Chévalier de Saint Georges – a hero, not only in his time
1 Sep 2023
Dutch musician, composer and senior consultant at the Royal Concert Hall Orville Breeveld is a man with many missions. Most of them centre around sharing his love for music, classical and popular, old and new. But as life goes, one thing leads to another.
And so it happened that over last year he hosted a TV show for which he wrote the pitch himself. We quote: “Europe. This second smallest continent carries a name, which in Greek means ‘broad’ (eurys), ‘face’ (ops). Then, if Europe is the broad face, Africa must be the heart and Asia is a left-arm. Australia maybe a left hand and the Americas a kind of hydraulic arm prosthesis. Europe definitely is not an island and is part of a much greater world for approximately 80 million years.”
Orville laughs and says: “Yes, that was the start, back in 2017. But I could have started with an anecdote too. For example, how during my touring as a professional musician I came across many statutes, street names and coats of arms of people who don’t look like your average historical European. No, they looked a lot more like me, of mixed native Surinamese and West African descent. How come I never learnt about them? Why do our school books not contain migration histories in earlier European history?”
These histories, he argues, could be very important to contextualize contemporary migration to Europe. “As you know the political climate is all about migration as a threat to our societies, but it is time we start realizing about – and start living a collective history. One in which exchange is key, and with stories young Europeans of all different backgrounds can relate to.”

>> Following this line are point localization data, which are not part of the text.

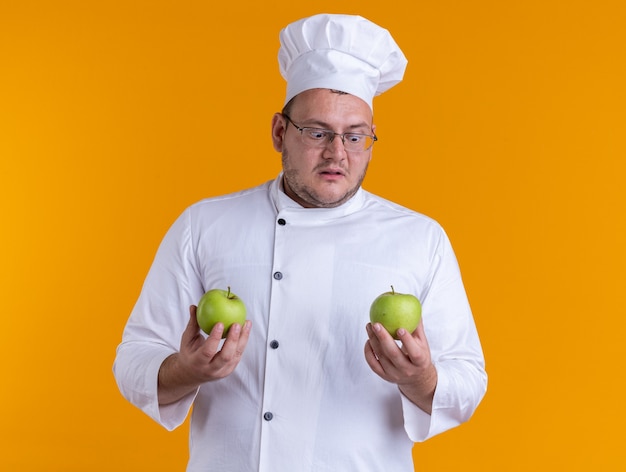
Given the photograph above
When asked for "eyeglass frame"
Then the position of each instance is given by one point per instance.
(332, 135)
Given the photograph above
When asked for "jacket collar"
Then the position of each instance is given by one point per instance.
(285, 205)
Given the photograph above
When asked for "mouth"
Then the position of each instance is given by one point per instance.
(332, 172)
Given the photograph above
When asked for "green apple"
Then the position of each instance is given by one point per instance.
(220, 306)
(396, 310)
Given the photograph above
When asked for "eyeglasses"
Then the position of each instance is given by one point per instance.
(316, 137)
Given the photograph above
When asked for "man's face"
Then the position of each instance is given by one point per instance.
(329, 176)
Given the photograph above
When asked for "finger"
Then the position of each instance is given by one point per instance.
(212, 343)
(372, 360)
(414, 345)
(236, 340)
(192, 329)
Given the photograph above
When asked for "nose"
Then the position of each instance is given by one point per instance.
(334, 146)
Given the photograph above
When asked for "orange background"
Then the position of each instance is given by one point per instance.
(509, 129)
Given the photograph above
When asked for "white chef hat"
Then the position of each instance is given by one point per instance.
(340, 52)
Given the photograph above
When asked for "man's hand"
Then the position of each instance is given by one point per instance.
(199, 360)
(409, 366)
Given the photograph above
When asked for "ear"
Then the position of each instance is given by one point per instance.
(278, 131)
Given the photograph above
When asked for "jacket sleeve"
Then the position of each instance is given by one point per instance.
(455, 350)
(156, 324)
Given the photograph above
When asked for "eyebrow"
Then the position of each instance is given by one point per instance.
(323, 125)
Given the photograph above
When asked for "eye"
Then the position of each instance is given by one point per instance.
(316, 134)
(355, 138)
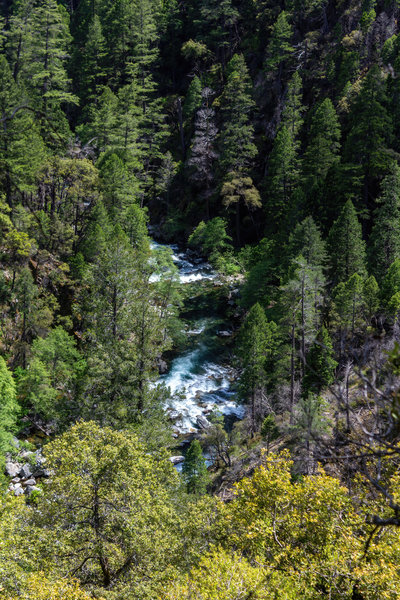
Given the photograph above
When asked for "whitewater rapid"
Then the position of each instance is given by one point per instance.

“At home I grew up with Martin Luther King’s books on the shelves. But Europe has had their own historical change-makers. For the TV series I dove into their lives, and followed their footsteps across the continent. To find out about how they wanted to change their societies. And no, the TV series doesn’t provide us with an easy recipe on how to make change, but I hope the historical figures can serve as role-models for us.”
“Chevalier de Saint Georges, for example. Born as a son of a planter and one of his enslaved servants at Guadeloupe, his father took the boy to Bordeaux with him. Joseph Bologne, as was his name, was given an upper bourgeoise education and excelled at fencing and violin playing. After becoming European Champion in fencing, he was supposed to ride an honorary horse tour around Paris, which he, as a Black man, was forbidden to do under the then prevalent Code Noir. As a knight though, he could. Joseph became Chévalier de Saint Georges.

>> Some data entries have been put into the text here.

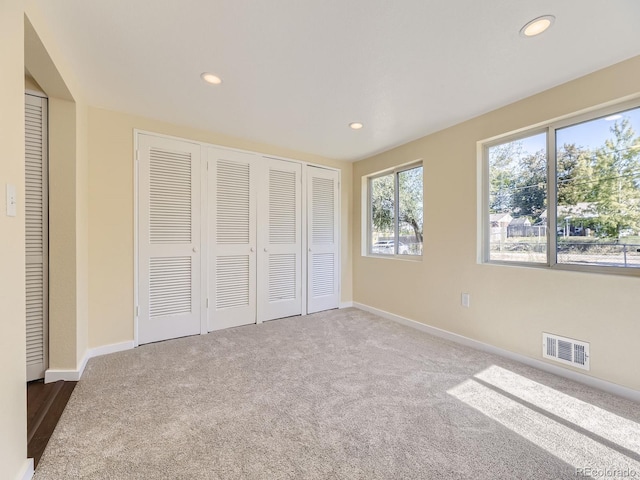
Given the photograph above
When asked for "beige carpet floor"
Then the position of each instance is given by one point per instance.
(335, 395)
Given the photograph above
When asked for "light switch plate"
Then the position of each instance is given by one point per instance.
(465, 300)
(12, 200)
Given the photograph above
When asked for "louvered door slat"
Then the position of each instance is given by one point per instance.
(323, 258)
(36, 235)
(169, 238)
(280, 280)
(232, 194)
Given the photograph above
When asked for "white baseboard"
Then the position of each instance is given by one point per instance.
(27, 470)
(53, 375)
(594, 382)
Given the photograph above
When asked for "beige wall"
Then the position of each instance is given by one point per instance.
(68, 194)
(13, 415)
(510, 306)
(111, 259)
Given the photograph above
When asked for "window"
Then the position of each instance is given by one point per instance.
(396, 211)
(576, 202)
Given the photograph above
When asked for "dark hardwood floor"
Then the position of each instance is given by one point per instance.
(45, 404)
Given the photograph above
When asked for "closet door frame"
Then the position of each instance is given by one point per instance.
(202, 184)
(205, 244)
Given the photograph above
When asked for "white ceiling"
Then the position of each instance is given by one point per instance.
(297, 72)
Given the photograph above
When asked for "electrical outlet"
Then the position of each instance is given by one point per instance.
(466, 300)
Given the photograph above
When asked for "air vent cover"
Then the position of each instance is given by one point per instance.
(565, 350)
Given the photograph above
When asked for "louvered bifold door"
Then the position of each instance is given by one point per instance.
(36, 236)
(232, 238)
(323, 240)
(280, 247)
(169, 238)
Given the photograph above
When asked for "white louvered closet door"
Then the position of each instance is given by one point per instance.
(280, 243)
(232, 238)
(36, 235)
(323, 240)
(169, 220)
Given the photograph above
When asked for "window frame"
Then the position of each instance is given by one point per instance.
(549, 128)
(396, 206)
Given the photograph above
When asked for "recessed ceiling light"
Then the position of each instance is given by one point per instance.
(537, 26)
(211, 78)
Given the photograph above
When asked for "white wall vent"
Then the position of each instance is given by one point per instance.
(565, 350)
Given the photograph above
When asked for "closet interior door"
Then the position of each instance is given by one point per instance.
(323, 240)
(280, 242)
(36, 235)
(232, 237)
(169, 219)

His fame was comparable with football stars these days. Add to that his career as an excitingly virtuoso violinist and you can imagine he was a superstar. Hayden composed music for him to perform, he taught Marie Antoinette how to play violin.

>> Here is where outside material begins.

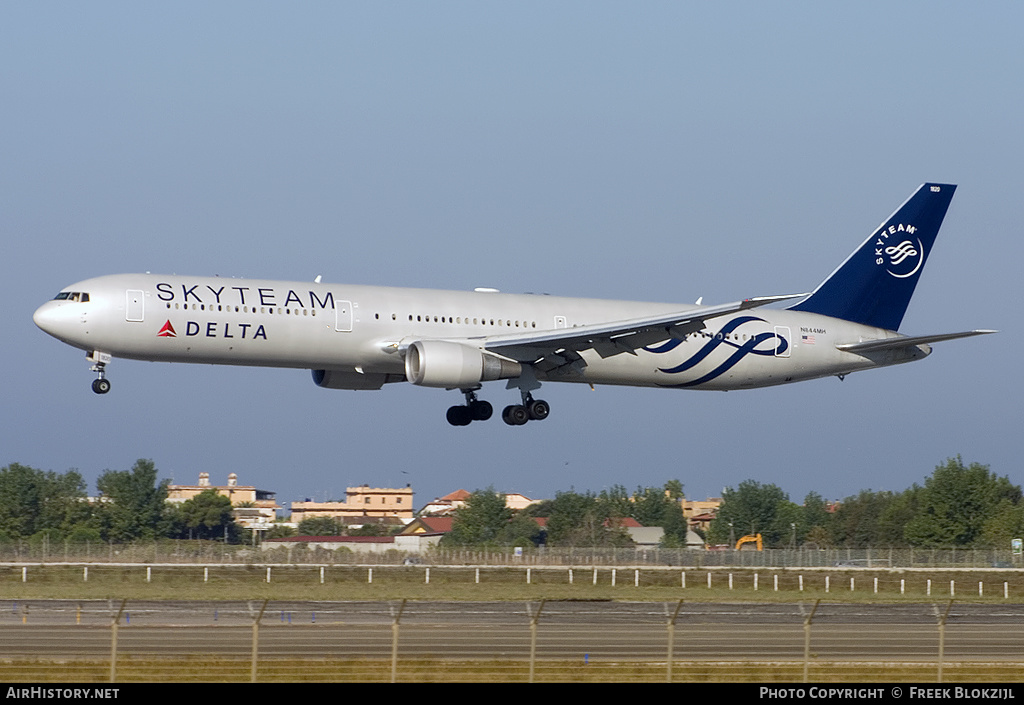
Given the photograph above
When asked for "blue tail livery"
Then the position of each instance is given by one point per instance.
(873, 286)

He composed himself too, sonates, operas and music for string quartets, which were all the rage. It is estimated he wrote 1200 compositions, of which some 500 survived into our times. When Mozart, then 11 years old, came to Paris to become a star, Saint Georges was an example.”
Johan Cruijff, Michael Jackson and Martin Luther King
“But racism had its ways. King Louis XVI received complaints when he was to appoint Bologne as concertmaster of the Opéra. Bologne would never obtain that honorary function. As a member of the Societé de les Amis de Noirs [who advocated abolitionism] he visited London, and was assaulted on the streets. With is fencing skills he easily defeated his attackers. His fame grew even more; he was Johan Cruijff, Michael Jackson and Martin Luther King in one person.”
“When the French Revolution broke out, he chose the side of egalité, fraternité and liberté, of course. He was recruited to lead a Black platoon to fight for the Revolution. Later, Robespierre imprisoned him, as he had ties with the Ancièn Régime. After being released Jospeh Bologne retreated into a quiet life, filled with music. He died in 1799.”
With Napoléon re-introducing the Code Noir and slavery in French colonies Bologne’s fame and legacy were forgotten. Only recently has his – influence on – music been rediscovered.
Multilayered Cultural Histories
“But what a story! Joseph has become a personal hero, and I think his presence in Europe could be a leading example for many more. Not only as it shows Black presence in European histories, but also that it takes efforts to change things. As for history to change we need a long-term perspective, it doesn’t suffice to ride ‘the Black flow’, we need activists to keep pursuing change, especially when making change is not in fashion. So, we need heroes to inspire us. This documentary series is all about unveiling the lives of some of these heroes.”